Obama DOE: Minorities Suffer “Educational Inequities”
Minorities are being cheated out of a quality education and essentially getting persecuted in public schools around the United States, according to a new report published by the Obama Department of Education (DOE).
It marks the latest of several government probes aimed at illustrating perpetual discrimination against minorities in various sectors. The Obama Administration has also released findings of prejudice against minorities in farming, voting, the judicial system, employment and even nutrition. In fact, Michelle Obama’s $4.5 billion nutrition law focuses solely on poor, inner-city residents and “at-risk” children. That’s code for low-income minorities.
Why should education be left out of the president’s discrimination bandwagon?
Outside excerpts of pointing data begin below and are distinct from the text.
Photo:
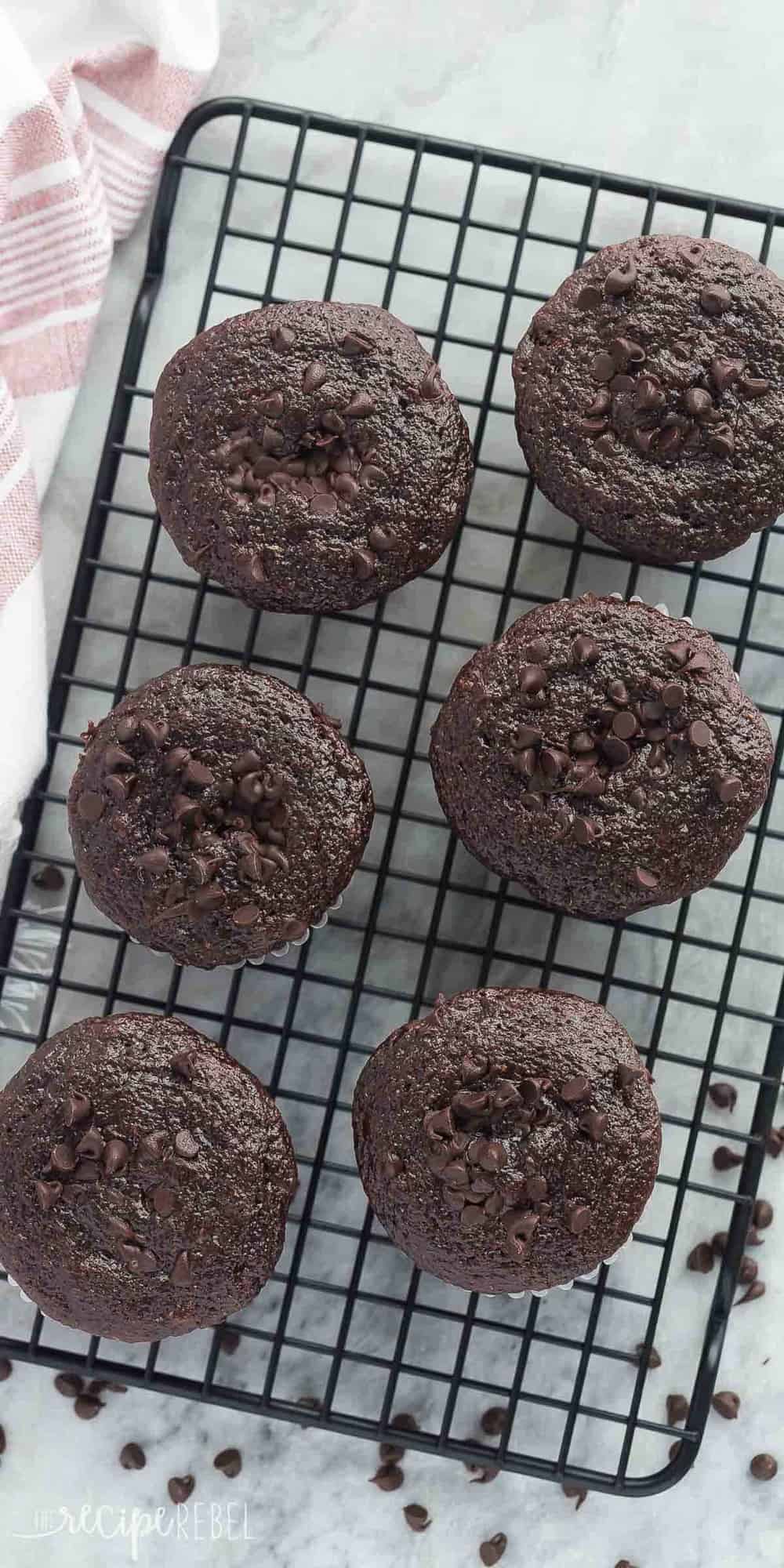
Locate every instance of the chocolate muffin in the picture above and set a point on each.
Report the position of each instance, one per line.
(652, 397)
(603, 755)
(145, 1178)
(310, 456)
(509, 1141)
(217, 813)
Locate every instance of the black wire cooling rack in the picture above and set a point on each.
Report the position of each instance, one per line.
(261, 203)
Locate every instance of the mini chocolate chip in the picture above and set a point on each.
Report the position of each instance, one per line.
(575, 1494)
(416, 1517)
(228, 1462)
(647, 879)
(493, 1550)
(702, 1258)
(578, 1218)
(365, 564)
(592, 427)
(358, 344)
(622, 278)
(595, 1125)
(677, 1409)
(49, 1192)
(764, 1467)
(652, 1357)
(495, 1421)
(727, 1404)
(314, 377)
(115, 1156)
(180, 1489)
(575, 1091)
(132, 1457)
(725, 1160)
(186, 1145)
(388, 1478)
(87, 1407)
(716, 299)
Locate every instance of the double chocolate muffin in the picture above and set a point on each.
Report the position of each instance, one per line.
(145, 1178)
(310, 456)
(603, 755)
(217, 813)
(509, 1141)
(652, 396)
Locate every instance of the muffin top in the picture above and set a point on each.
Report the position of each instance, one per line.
(509, 1141)
(145, 1178)
(652, 394)
(308, 456)
(217, 813)
(603, 755)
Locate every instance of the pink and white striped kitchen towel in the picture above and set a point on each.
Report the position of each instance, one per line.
(92, 93)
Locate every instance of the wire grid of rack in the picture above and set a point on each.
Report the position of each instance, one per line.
(465, 244)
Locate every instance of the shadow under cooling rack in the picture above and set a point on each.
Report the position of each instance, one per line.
(261, 203)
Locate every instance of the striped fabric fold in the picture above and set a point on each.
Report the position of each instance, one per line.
(81, 148)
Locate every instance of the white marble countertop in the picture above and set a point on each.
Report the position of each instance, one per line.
(677, 93)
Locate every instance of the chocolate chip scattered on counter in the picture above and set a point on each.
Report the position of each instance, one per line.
(652, 1357)
(677, 1409)
(416, 1517)
(575, 1494)
(764, 1467)
(702, 1258)
(181, 1487)
(493, 1552)
(49, 879)
(724, 1095)
(725, 1158)
(727, 1404)
(87, 1407)
(70, 1384)
(388, 1478)
(753, 1294)
(495, 1421)
(132, 1456)
(228, 1462)
(482, 1475)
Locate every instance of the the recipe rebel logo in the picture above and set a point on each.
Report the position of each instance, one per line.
(187, 1522)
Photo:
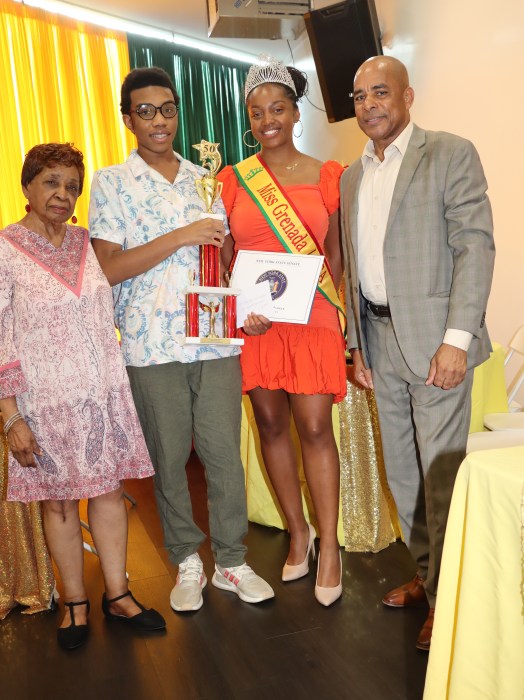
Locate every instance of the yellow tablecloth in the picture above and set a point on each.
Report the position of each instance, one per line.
(368, 520)
(477, 648)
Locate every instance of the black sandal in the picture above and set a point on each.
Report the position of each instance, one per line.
(75, 635)
(148, 620)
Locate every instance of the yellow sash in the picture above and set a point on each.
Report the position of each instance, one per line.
(286, 222)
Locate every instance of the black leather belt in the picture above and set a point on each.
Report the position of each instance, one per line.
(382, 311)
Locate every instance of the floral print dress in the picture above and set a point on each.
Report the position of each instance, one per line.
(60, 358)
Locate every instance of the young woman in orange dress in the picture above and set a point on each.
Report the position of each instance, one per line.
(292, 369)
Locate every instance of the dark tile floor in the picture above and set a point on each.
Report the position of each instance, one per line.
(286, 649)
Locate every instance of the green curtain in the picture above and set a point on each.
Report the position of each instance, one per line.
(211, 95)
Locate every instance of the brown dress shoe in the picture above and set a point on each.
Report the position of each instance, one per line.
(424, 638)
(407, 595)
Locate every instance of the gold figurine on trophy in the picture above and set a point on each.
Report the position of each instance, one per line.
(209, 189)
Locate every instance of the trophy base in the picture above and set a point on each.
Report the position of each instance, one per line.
(188, 340)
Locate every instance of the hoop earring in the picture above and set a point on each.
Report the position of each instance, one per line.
(297, 136)
(249, 145)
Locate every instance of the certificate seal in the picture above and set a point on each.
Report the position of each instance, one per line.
(277, 282)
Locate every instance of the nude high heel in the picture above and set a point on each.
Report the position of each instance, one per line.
(328, 595)
(291, 572)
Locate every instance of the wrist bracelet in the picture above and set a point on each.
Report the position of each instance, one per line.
(11, 421)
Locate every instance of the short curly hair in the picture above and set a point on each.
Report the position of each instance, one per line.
(49, 155)
(145, 77)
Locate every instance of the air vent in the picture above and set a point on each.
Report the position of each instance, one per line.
(257, 19)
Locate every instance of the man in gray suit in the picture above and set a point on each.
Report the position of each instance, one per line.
(418, 241)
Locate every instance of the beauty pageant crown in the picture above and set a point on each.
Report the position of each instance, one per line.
(270, 70)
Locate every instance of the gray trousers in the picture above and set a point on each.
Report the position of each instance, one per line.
(424, 433)
(200, 401)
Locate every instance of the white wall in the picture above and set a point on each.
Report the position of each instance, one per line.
(466, 62)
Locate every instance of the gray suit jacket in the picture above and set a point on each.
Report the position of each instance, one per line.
(438, 250)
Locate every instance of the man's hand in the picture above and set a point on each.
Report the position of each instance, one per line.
(23, 444)
(361, 374)
(448, 367)
(256, 324)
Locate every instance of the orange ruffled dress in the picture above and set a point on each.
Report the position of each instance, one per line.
(301, 359)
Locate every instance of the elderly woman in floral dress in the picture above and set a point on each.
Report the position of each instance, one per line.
(69, 417)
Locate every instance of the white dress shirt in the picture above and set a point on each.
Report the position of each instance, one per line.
(374, 203)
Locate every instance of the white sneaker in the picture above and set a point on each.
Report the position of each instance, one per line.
(243, 581)
(191, 580)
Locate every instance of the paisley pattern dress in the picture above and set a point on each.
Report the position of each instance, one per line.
(60, 358)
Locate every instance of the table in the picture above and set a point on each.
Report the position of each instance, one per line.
(368, 520)
(477, 648)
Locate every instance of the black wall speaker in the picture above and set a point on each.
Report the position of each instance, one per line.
(342, 37)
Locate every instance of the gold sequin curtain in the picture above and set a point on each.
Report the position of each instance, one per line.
(26, 572)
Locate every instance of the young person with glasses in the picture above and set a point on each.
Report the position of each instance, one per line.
(146, 226)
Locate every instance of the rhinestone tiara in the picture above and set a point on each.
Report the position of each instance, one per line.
(269, 70)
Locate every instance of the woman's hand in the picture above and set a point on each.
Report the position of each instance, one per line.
(23, 444)
(255, 324)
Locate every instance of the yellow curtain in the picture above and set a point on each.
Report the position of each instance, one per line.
(60, 82)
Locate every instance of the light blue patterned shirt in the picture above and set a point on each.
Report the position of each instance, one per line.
(130, 205)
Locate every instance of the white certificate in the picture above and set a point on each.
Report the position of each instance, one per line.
(292, 280)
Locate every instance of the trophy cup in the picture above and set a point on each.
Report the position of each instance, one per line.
(209, 189)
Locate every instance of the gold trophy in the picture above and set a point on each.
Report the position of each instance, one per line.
(209, 189)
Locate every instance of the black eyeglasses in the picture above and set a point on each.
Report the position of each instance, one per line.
(148, 111)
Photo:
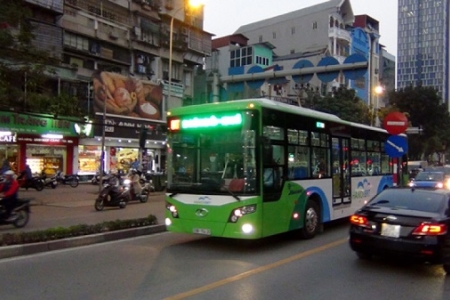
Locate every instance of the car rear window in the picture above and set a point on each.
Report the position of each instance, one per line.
(430, 176)
(411, 199)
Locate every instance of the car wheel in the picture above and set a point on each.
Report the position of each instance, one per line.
(22, 218)
(39, 186)
(364, 255)
(311, 220)
(99, 204)
(74, 182)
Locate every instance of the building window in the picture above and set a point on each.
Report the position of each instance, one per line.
(241, 57)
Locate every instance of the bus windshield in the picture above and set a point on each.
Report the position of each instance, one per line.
(212, 162)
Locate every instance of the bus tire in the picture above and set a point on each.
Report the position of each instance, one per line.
(311, 221)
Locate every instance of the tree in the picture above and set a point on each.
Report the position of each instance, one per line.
(343, 102)
(425, 110)
(25, 70)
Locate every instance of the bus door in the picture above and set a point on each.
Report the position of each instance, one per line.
(340, 158)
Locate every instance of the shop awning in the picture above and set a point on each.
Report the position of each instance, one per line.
(278, 80)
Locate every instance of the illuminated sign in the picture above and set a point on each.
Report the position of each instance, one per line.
(8, 138)
(320, 125)
(212, 121)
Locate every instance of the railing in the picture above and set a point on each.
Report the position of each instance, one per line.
(55, 5)
(102, 9)
(339, 33)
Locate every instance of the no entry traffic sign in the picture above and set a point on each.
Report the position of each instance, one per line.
(395, 123)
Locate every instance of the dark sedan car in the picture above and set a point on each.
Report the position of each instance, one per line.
(429, 179)
(405, 222)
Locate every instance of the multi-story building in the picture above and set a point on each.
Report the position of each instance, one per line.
(423, 38)
(131, 38)
(365, 41)
(129, 41)
(320, 35)
(387, 75)
(316, 27)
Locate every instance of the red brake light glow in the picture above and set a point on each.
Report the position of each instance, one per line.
(430, 229)
(359, 220)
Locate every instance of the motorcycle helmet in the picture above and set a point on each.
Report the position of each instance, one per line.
(9, 173)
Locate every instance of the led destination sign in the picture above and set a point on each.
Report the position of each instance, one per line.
(207, 122)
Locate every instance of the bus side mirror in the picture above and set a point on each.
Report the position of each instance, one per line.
(267, 150)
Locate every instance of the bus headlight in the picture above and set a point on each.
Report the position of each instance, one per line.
(247, 228)
(173, 209)
(241, 211)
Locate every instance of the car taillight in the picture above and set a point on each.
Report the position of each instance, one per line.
(430, 229)
(359, 221)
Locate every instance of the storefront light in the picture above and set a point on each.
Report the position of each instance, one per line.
(52, 136)
(5, 133)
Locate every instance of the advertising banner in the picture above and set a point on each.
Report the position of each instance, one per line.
(129, 128)
(127, 96)
(36, 124)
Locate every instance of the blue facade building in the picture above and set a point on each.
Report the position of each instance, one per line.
(361, 45)
(423, 38)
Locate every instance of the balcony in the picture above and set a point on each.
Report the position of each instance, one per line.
(107, 10)
(339, 33)
(52, 5)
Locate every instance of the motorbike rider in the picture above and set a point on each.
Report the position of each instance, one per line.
(135, 182)
(8, 193)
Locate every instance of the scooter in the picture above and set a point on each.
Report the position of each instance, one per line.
(20, 215)
(112, 194)
(73, 180)
(145, 191)
(49, 182)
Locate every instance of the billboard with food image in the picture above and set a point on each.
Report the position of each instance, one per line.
(126, 96)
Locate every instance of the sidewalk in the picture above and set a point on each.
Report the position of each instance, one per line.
(65, 206)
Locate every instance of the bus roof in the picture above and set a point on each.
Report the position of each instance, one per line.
(267, 103)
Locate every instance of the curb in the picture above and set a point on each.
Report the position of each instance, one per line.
(34, 248)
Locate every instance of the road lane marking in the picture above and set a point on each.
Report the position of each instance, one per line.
(255, 271)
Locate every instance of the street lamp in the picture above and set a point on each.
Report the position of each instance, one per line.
(192, 4)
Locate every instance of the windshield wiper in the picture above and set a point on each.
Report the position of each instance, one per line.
(379, 202)
(233, 194)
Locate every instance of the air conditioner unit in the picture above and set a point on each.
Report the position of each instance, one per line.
(137, 31)
(113, 35)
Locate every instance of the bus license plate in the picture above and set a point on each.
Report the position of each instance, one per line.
(390, 230)
(202, 231)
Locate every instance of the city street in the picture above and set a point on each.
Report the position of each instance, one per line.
(179, 266)
(66, 206)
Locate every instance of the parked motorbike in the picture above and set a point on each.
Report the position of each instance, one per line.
(145, 192)
(33, 183)
(112, 194)
(20, 214)
(96, 178)
(73, 179)
(49, 182)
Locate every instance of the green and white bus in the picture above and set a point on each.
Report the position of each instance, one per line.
(249, 169)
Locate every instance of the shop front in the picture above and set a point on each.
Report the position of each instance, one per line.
(45, 143)
(122, 149)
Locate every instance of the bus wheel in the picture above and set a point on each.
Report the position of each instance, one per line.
(311, 220)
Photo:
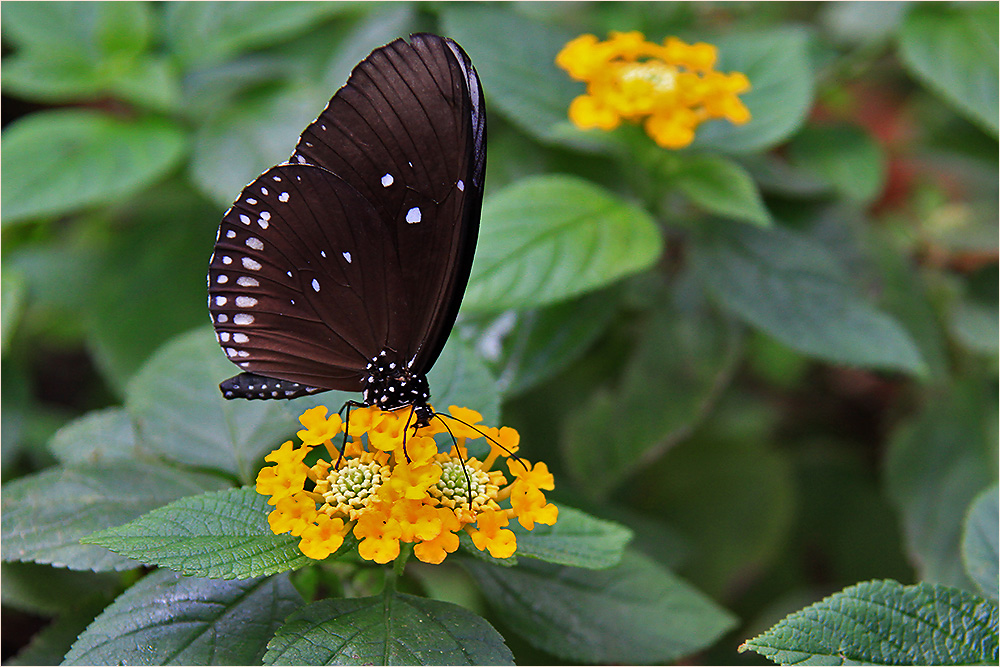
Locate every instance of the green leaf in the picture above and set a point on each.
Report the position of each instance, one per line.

This week the DOE reveals that minority students across America face harsher discipline, have less access to rigorous high school curricula and are more often taught by lower-paid and less experienced teachers. The agency concludes this after conducting a national survey of more than 72,000 schools serving 85% of the nation’s students.
Among the key findings are that African-American students, particularly males, are far more likely to be suspended or expelled from school than their peers and that students learning English are more likely to be retained. Also, only 29% of “high-minority high schools” offer advanced math such as calculus, compared to 55% of schools with the “lowest black and Hispanic enrollment.” Presumably those are campuses with large white populations.
As if this weren’t bad enough, teachers in “high-minority schools” get paid $2,251 less per year than their colleagues in “low-minority” schools in the same district, the DOE probe found. Calling the findings a “wake-up call to educators at every level,” Education Secretary Arne Duncan issued a challenge to address what he calls “educational inequities.”
In a statement announcing the new discrimination statistics, Duncan said “the undeniable truth is that the everyday educational experience for many students of color violates the principle of equity at the heart of the American promise.” “It is our collective duty to change that.” The top three offenders, according to the DOE report, are the New York, Los Angeles and Chicago public school districts. Miami-Dade County in south Florida ranks fourth.
A few months ago, the DOE issued official guidelines to promote diversity in the nation’s public education system by, among other things, blending the rich with the poor. The goal behind that plan, according to the Obama Administration, is to “reduce racial isolation among students.” The guidelines are expected to be implemented by the nation’s elementary and secondary schools as well as colleges and universities that get taxpayer dollars.